The Semaglutide Unabated Sustainability in Treatment of Type 2 Diabetes 6 (SUSTAIN-6) trial, which enrolled 3297 patients who were administered semaglutide 0.5 or 1.0 mg per week or placebo, showed a significant 26% reduction in 3-point MACE (HR 0.74, 95% CI 0.58–0.95), a significant reduction in nonfatal stroke (HR 0.61, 95% CI 0.38–0.99), and a directionally concordant result in nonfatal MI (HR 0.74, 95% CI 0.51–1.08). These findings are in contrast to the results of the EMPA-REG OUTCOME trial, which revealed a 24% increase (which did not reach statistical significance) in nonfatal stroke [9, 12]. No reduction in all-cause mortality (HR 1.05, 95% CI 0.74–1.50) or cardiovascular death (HR 0.98, 95% CI 0.65–1.48) was revealed in SUSTAIN-6, unlike the effect of liraglutide in the LEADER trial. No beneficial effect on hospitalization for heart failure was observed in both trials.

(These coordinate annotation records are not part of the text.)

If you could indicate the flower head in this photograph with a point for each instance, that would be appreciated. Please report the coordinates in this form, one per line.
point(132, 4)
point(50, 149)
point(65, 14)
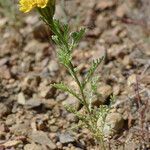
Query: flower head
point(28, 5)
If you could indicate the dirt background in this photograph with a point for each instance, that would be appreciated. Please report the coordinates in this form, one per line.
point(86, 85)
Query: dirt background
point(32, 115)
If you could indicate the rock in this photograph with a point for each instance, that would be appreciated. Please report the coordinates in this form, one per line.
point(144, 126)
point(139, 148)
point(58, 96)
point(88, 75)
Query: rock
point(32, 146)
point(21, 98)
point(3, 110)
point(66, 138)
point(132, 79)
point(41, 137)
point(5, 72)
point(20, 128)
point(113, 123)
point(105, 4)
point(32, 103)
point(13, 143)
point(46, 91)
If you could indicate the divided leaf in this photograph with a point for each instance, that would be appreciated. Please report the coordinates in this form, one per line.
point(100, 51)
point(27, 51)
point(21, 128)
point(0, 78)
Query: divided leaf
point(65, 88)
point(92, 69)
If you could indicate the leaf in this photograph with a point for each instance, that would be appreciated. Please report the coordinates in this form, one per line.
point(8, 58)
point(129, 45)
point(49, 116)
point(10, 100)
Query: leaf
point(92, 69)
point(65, 88)
point(77, 36)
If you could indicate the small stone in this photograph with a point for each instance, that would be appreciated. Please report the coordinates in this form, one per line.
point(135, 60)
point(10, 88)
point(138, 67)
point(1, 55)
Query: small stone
point(105, 4)
point(21, 98)
point(66, 138)
point(13, 143)
point(122, 10)
point(41, 137)
point(113, 123)
point(132, 79)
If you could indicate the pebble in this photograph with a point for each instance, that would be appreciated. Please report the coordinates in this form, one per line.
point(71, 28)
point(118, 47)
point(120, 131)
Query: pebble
point(41, 137)
point(4, 110)
point(66, 138)
point(21, 98)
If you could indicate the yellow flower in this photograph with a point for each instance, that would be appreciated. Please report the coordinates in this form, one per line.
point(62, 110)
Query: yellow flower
point(28, 5)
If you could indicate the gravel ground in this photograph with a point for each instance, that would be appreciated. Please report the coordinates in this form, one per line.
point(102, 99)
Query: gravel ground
point(32, 115)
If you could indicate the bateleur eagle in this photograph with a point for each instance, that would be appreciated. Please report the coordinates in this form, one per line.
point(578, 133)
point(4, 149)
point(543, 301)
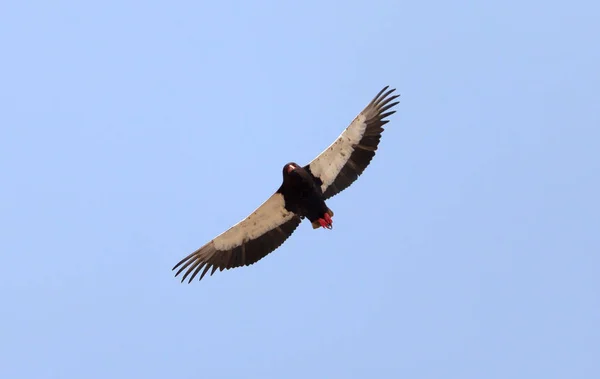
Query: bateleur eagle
point(301, 195)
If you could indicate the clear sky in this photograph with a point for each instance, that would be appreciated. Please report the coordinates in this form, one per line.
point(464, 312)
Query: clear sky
point(131, 133)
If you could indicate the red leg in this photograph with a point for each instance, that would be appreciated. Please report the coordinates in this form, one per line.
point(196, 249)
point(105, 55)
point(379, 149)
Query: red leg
point(326, 221)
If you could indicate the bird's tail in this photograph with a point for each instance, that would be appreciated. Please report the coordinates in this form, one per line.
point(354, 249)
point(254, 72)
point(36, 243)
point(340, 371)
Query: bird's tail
point(316, 224)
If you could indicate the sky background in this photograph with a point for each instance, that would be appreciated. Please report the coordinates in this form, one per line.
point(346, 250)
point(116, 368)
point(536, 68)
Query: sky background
point(131, 133)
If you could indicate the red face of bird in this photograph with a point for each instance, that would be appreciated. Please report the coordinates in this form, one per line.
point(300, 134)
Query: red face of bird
point(288, 168)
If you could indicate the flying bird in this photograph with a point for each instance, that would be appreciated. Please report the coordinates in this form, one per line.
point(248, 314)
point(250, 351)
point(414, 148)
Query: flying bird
point(301, 195)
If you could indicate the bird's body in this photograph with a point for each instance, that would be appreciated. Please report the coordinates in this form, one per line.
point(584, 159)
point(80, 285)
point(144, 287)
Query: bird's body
point(302, 194)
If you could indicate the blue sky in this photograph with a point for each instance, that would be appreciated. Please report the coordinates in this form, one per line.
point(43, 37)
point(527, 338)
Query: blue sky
point(134, 132)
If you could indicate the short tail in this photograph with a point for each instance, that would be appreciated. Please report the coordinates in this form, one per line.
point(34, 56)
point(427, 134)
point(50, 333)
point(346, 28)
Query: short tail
point(316, 224)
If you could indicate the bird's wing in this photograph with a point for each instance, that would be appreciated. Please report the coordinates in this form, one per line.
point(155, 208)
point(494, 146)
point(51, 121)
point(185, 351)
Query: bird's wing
point(338, 166)
point(246, 242)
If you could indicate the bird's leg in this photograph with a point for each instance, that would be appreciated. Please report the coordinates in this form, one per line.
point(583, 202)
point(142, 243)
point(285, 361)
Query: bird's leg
point(326, 221)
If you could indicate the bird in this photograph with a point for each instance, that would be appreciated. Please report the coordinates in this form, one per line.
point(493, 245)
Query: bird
point(302, 195)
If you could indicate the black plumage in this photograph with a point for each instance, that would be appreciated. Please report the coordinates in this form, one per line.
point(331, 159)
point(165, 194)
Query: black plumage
point(302, 194)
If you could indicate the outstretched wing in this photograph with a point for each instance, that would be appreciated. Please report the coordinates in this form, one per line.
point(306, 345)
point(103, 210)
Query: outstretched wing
point(246, 242)
point(338, 166)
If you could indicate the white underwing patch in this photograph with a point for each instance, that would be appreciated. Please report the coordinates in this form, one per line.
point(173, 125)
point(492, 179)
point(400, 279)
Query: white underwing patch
point(330, 162)
point(269, 215)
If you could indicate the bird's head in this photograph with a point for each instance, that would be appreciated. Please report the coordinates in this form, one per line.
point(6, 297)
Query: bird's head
point(289, 168)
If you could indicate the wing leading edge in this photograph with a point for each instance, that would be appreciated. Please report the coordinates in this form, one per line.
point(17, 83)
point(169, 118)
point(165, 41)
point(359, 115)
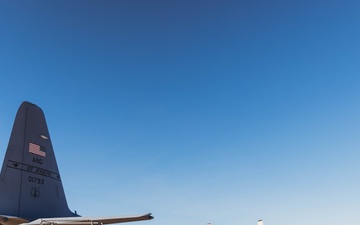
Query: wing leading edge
point(89, 220)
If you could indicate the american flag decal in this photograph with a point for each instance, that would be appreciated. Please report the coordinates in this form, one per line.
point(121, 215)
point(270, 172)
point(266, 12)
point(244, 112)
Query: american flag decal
point(37, 149)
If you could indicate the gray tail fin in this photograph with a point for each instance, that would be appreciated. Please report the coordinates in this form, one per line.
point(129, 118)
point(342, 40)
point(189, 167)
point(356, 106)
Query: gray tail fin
point(30, 183)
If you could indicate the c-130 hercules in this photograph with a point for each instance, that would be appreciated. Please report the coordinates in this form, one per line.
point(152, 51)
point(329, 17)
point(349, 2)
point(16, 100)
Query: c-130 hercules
point(31, 192)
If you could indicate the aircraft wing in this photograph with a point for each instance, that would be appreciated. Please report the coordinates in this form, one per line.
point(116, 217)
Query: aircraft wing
point(89, 220)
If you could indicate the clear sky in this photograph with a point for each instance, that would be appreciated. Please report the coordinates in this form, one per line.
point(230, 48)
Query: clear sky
point(197, 111)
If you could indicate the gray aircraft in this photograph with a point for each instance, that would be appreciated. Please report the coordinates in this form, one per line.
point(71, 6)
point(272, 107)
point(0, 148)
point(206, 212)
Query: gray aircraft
point(31, 192)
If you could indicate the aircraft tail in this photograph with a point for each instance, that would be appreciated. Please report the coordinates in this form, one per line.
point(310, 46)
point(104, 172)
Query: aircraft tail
point(30, 183)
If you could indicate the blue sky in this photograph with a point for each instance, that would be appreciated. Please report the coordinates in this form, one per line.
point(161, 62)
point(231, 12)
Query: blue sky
point(196, 111)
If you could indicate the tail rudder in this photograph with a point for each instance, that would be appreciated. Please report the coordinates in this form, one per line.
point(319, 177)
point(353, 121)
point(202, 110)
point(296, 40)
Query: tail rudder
point(30, 182)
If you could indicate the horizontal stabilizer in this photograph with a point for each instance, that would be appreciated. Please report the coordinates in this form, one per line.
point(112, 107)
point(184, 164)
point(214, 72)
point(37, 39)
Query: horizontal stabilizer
point(90, 220)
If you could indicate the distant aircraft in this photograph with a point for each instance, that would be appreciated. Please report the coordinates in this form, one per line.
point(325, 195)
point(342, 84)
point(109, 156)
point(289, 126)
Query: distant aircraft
point(31, 192)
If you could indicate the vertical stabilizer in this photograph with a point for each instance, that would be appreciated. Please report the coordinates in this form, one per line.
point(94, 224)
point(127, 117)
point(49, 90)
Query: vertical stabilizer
point(30, 183)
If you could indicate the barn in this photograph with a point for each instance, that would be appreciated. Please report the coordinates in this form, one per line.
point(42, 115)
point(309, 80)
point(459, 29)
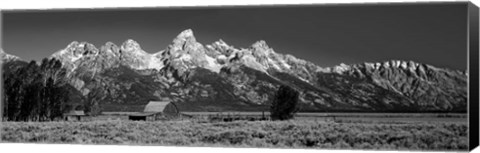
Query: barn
point(156, 110)
point(74, 115)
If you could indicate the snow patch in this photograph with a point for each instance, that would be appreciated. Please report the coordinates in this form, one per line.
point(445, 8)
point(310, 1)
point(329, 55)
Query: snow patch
point(212, 64)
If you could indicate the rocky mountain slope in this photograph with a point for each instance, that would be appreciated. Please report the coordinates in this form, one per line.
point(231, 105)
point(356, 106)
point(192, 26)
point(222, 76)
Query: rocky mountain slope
point(220, 77)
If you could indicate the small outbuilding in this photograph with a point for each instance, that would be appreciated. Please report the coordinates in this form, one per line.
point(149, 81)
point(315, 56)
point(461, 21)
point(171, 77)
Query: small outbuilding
point(156, 110)
point(74, 115)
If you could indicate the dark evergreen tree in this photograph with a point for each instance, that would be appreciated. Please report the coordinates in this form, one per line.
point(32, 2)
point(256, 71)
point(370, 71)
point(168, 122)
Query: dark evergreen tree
point(284, 105)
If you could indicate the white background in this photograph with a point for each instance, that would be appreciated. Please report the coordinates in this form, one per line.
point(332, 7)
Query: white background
point(56, 4)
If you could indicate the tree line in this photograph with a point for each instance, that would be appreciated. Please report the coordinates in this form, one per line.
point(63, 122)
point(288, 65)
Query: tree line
point(35, 92)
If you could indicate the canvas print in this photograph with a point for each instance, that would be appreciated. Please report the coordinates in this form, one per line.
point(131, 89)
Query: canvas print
point(360, 76)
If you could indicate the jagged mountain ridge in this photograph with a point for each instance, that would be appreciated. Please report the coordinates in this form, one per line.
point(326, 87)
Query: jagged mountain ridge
point(219, 77)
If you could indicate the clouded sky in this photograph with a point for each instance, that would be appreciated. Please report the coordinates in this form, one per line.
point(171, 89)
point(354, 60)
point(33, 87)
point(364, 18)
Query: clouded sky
point(324, 34)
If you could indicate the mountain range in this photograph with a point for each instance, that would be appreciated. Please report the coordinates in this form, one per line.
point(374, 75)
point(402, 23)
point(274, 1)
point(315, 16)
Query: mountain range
point(220, 77)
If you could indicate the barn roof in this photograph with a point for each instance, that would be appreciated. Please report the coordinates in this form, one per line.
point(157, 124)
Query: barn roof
point(156, 106)
point(142, 114)
point(75, 113)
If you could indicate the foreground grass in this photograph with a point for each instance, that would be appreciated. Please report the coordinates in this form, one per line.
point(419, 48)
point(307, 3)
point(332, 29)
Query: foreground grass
point(291, 134)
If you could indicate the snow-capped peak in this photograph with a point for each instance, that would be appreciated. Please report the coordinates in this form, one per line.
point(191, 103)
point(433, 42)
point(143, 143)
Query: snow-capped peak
point(131, 45)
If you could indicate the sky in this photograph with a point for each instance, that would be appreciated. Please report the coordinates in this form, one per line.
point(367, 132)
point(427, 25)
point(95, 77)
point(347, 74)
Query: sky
point(430, 33)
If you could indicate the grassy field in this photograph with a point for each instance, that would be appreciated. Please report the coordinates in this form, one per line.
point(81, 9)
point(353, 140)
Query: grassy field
point(278, 134)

The Exenatide Study of Cardiovascular Event Lowering (EXSCEL) trial recruited 14,752 subjects, including 73% with established ASCVD, who were randomly assigned to once-weekly exenatide versus placebo [59]. The 3-point MACE tended to be lower in the exenatide group compared with placebo, with borderline significance (HR 0.91 95% CI 0.83–1.00). Once-weekly exenatide also lowered the risk of all-cause mortality (HR 0.86, 95% CI 0.77–0.97) compared with placebo, accompanied by a directionally consistent trend in cardiovascular mortality (HR 0.88, 95% CI 0.76–1.02). The effect on hospitalization for heart failure was neutral, similarly to the effect of other GLP-1 receptor agonists. In the Evaluation of Lixisenatide in Acute Coronary Syndrome (ELIXA) trial, in which 6068 patients who had experienced acute coronary syndrome within the preceding 180 days were enrolled, lixisenatide failed to demonstrate a significant reduction in a 4-point MACE composite outcome (CV death, nonfatal MI, nonfatal stroke, or hospitalization for unstable angina), any component of MACE, or hospitalization for heart failure over a median follow-up period of 2.1 years [60]. The reasons for the conflicting results of CV outcome with GLP-1 receptor agonists are unclear. However, a partial explanation could be that the participants recruited in the ELIXA trial were at much higher risk of recurrence of adverse cardiovascular events, as reflected by the incidence of the primary outcome of 6.4/100 patient-year in ELIXA versus 3.9/100 in LEADER [61]. In addition, differences in the duration of the glucose-lowering effect between lixisenatide (short-acting GLP-1 receptor agonist) and semaglutide or liraglutide (long-acting GLP-1 receptor agonists) may have contributed to the heterogeneity among these trials.

Renal Outcome

In the LEADER trial, liraglutide was associated with a 22% reduction in nephropathy, defined as new onset of macroalbuminuria, doubling of serum creatinine level, an eGFR of < 45 ml/1.73 m², the need for continuous renal replacement therapy, or death from renal disease (HR 0.78, 95% CI 0.67–0.92,p = 0.003). Among the components of the composite renal outcome [62], the risk of new-onset persistent macroalbuminuria significantly decreased with liraglutide (HR 0.74, 95% CI 0.60–0.91, p = 0.004), although the risks of persistent doubling of the serum creatinine level and of ESRD did not change (HR 0.89, 95% CI 0.67–1.19,p = 0.43 and HR 0.87, 95% CI 0.61–1.24,p = 0.44, respectively).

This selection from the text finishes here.